A second European Competent Authority, the Swiss Agency for Therapeutic Products (Swissmedic), has now addressed the burgeoning issue of medical device manufacturers whose CE Mark certifications may become jeopardized by Notified Bodies ceasing operations.
Swissmedic has reported that stricter inspections of Notified Bodies (NBs) by regulators has already reduced the number of European NBs offering medical device CE Mark certification services from roughly 80 to about 60; as a result, some manufacturers find themselves suddenly having to obtain new NB partners in order to certify or re-certify their devices, a process that can take as long as one year to complete.
“From a regulatory point of view, the validity of EC certificates during this transitional period has not been fully clarified,” states Swissmedic. “This raises the question of whether medical devices can continue to be placed on the market for the first time with affected EC certificates.”
A harmonized effort to address the problem
European Union member states have ratified a harmonized approach to address this issue in which Competent Authorities may grant “periods of grace” that would allow continued marketing of affected devices while manufacturers work to restore their full CE Mark certifications.

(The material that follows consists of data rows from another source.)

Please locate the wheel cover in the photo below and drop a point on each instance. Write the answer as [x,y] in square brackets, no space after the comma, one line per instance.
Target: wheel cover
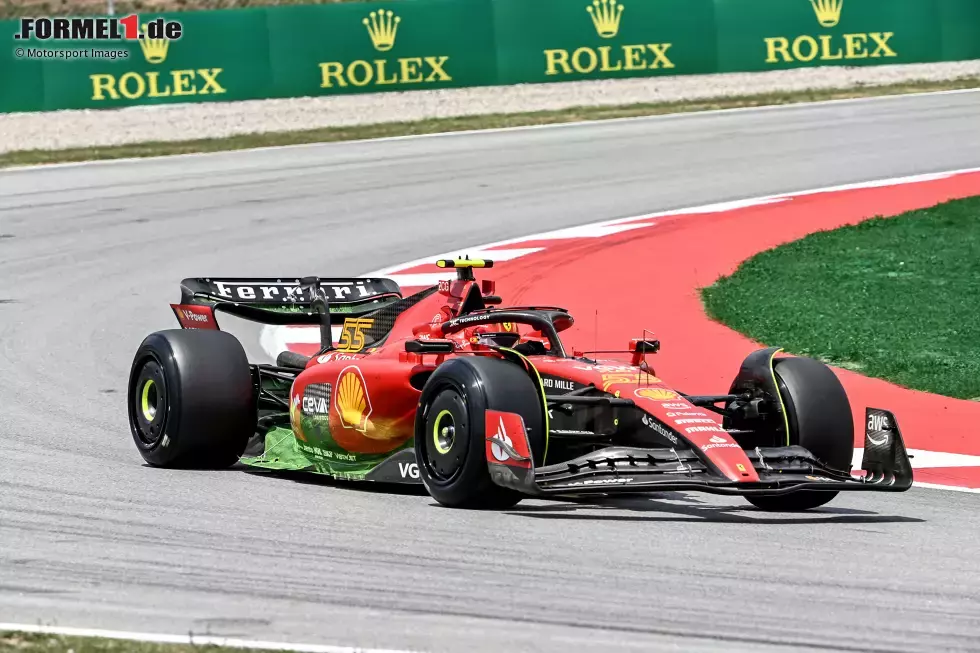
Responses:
[444,432]
[148,400]
[150,403]
[446,447]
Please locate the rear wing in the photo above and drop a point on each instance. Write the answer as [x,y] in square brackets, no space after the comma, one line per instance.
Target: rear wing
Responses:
[281,300]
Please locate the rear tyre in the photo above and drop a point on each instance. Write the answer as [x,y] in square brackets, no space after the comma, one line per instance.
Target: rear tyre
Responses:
[450,429]
[820,421]
[191,399]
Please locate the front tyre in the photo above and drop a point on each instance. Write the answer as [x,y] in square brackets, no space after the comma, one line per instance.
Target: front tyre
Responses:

Like French Competent Authority ANSM, Swissmedic has established its own approach to address affected device manufacturers based in Switzerland built on the aforementioned European harmonized process, even though Switzerland is not an official EU member.
The Swiss contingency plan
Swissmedic plans to allow affected manufacturers up to 12 months from the date of the “de-notification” or de-designation of their NBs to “restore the legal conformity” of their devices. During this period of grace, the Swiss Competent Authority will not prevent marketing of affected devices provided that they meet the following requirements:
- The device covered by the CE Mark certification in question poses no known or relevant risk
- The device continues to meet all essential requirements
- The device manufacturer has already begun the process of renewing the device’s CE Marking with a new NB
- The manufacturer must be able to provide an overview of its affected devices and certifications along with their status at any time during the period of grace
In order to qualify for Swissmedic’s period of grace allowance, a manufacturer must submit copies of its affected certifications and products, relevant declarations of conformity, proof that recertification with a new NB has begun and planned recertification timelines to the regulator within 30 days of the de-designation of the firm’s previous NB.
The Swiss Competent Authority also plans to continue issuing Certificates of Free Sale for Swiss manufacturers whose export devices are covered under periods of grace.